The harvest season is upon us. Before long, grapes will be hauled from vineyards to crushing pads, where the process that transforms fruit into wine will begin.
And once all of the grapes have been brought in, wineries across the country will be left with tons and tons of crushed stems, skins and grape seeds for which they have no use. In other words, at most wineries, those stems, skins and seeds are garbage.
What’s that old saying? One person’s trash is another persons treasure…
In some grape-growing locales, a few industrious folks will get up early in the morning to beat the arrival of the garbage trucks and secure that post-crush scrap heap for their own use.
And what use is that?
A better question would be: What uses are those?
For instance, grape seeds can be transformed into cooking oils. Each variety lends its own nuances, ranging from light-bodied to full-bodied, and with an array of aroma and flavor components.
As with olive oil, such oils can be used for cooking, in sauces and even in dips.
Interestingly, once the seeds have been used in making oils, they still have some usefulness.

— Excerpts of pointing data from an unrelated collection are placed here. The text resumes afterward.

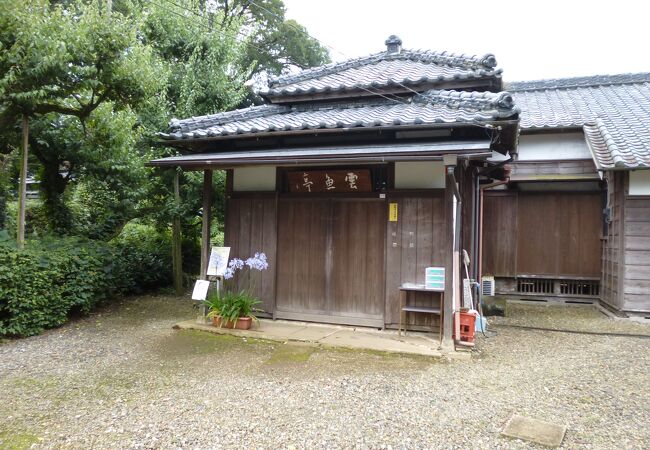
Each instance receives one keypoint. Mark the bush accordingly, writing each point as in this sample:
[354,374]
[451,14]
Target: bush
[47,281]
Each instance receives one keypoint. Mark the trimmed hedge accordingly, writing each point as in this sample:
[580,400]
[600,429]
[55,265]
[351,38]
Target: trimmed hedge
[47,281]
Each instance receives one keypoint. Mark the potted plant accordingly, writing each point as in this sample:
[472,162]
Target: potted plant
[236,309]
[232,309]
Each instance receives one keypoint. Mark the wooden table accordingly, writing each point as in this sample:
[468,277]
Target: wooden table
[404,308]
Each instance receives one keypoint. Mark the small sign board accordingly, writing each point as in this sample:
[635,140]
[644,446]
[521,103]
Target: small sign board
[332,181]
[434,278]
[218,261]
[392,212]
[200,291]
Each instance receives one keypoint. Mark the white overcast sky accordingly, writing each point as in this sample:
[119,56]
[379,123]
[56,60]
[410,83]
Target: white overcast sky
[531,39]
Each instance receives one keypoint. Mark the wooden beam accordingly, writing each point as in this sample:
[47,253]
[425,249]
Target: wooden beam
[22,189]
[177,259]
[207,219]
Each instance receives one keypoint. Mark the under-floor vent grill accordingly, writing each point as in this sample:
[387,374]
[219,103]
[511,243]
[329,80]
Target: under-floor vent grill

The ground-up seed meal, which is known as presscake, can be dried and ground some more to make flour. Chardonnay bread, anyone?
A company in Posser, Washington, uses grape stems and seeds to make stove pellet fuel. And grape skins can be used to make paper and ink. All told, the company makes some 40 products out of, essentially, the “waste” materials from wineries.
It’s a win-win situation. Consumers get useful products out of materials that otherwise would have been doomed to landfills, and winery owners don’t have to pay to have those materials hauled away.